Molecular and Neurochemical Evaluation of the Effects of Etizolam on GABAA Receptors under Normal an

  1. Calliope
    Arzneimittel-Forschung [serial online]. February 1999;49(2):88-95.
    PMID 10083975

    Enrico Sanna, Davide Pau, Francesca Tuveri, Federico Massa, Elisabetta Maciocco, Cinzia Acquas, Chiara Floris, Simona N. Fontana, Giovanna Maira, Giovanni Biggio

    Abstract
    The thienobenzodiazepine derivative etizolam (CAS 40054-69-1, 6-(o-chlorophenyl)-8-ethyl-1-methyl-4H-s-triazolo-(3,4-c)thienol (1,4)diazepine) is a potent anxiolytic with a pharmacological profile similar to that of classical benzodiazepines.
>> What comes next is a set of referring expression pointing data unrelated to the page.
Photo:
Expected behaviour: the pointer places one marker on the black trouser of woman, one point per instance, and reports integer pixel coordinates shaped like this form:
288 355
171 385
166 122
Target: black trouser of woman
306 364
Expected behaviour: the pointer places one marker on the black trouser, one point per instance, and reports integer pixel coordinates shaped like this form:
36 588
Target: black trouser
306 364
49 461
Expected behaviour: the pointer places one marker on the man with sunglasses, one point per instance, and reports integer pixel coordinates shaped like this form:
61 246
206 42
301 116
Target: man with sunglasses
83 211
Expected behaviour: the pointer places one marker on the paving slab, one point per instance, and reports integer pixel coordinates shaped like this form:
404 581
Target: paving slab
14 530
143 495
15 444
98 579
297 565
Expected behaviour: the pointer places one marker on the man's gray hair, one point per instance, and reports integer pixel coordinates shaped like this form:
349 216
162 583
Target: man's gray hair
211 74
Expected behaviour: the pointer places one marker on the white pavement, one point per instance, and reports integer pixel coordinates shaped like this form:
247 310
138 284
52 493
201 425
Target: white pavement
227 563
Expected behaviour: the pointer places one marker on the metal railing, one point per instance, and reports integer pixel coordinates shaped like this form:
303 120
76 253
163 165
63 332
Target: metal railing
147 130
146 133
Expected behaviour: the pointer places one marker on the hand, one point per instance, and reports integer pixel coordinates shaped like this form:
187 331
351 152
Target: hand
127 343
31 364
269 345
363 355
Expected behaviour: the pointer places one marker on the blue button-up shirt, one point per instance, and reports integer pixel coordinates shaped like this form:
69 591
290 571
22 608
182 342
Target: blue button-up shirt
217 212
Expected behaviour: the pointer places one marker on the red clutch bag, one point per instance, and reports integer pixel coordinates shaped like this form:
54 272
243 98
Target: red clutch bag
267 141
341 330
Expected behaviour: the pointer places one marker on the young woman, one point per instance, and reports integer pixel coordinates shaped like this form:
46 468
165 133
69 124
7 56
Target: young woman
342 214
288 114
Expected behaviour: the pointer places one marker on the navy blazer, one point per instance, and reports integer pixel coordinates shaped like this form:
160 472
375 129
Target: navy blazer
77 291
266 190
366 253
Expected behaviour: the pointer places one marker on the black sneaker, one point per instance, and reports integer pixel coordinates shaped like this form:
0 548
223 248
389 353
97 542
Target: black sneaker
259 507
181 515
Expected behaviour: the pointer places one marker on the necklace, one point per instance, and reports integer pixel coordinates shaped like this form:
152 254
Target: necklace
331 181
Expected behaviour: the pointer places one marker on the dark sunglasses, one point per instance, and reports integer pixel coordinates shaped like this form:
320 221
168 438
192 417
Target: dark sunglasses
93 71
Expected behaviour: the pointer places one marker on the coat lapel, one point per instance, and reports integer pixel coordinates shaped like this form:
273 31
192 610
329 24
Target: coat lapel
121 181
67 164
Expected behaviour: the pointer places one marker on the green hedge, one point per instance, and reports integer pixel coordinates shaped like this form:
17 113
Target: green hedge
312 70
In order to rationalize the therapeutic use of etizolam, its pharmacodynamics properties on GABAA receptors were investigated by a comparative study with other ligands on human recombinant GABAA as well as rat brain native receptors. Etizolam inhibited in a concentration-dependent manner [3H]flunitrazepam (CAS 1622-62-4) binding to rat cortical membranes, with an affinity of 4.5 nmol/l greater than
    that of alprazolam (CAS 28981-97-7) (7.9 nmol/l). Ethizolam enhanced GABA-induced Clcurrents in oocytes expressing human cloned GABAA receptors. With a1b2g2S subunit combination, etizolam produced a 73 % increase in GABA-induced currents with an EC50 of 92 nmol/l. At the same receptor type, alprazolam showed a higher degree of potentiation and potency (98 %, EC50 56 nmol/l). At a2b2g2S or a3b2g2S subunit constructs, the effects of etizolam were similar to those of alprazolam. Flumazenil (CAS 78755-81-4) completely blocked both etizolam and alprazolam effects on GABA-induced currents. Etizolam, administered i.p., was ineffective in changing ex vivo t-[35S]butylbicyclophosphorothionate ([35S]-TBPS) binding to rat cerebral cortex, whereas alprazolam and abecarnil (CAS 111841-85-1) significantly reduced this parameter. However, etizolam similarly to abecarnil and alprazolam, antagonized isoniazid-induced increase (61 %) in [35S]-TBPS binding to rat cortical membranes. Further, etizolam inhibited in a dose-dependent manner basal acetylcholine release from both hippocampus and prefrontal cortex, and reversed foot-shock-induced increase of basal acetylcholine release to a control level. Altogether, these results suggest that etizolam may have a reduced intrinsic activity, at least at specific subpopulations of GABAA receptors. This property, together with the pharmacokinetic indication of a short-acting drug, may characterize etizolam as a ligand endowed with less side-effects typical of full agonits such as diazepam (CAS 439-14-5) and alprazolam. Finally, given its marked efficacy under conditions of GABAergic deficit, etizolam may represent a possible drug of choice with reduced liability to produce tolerance and dependence after long-term treatment of anxiety and stress syndromes.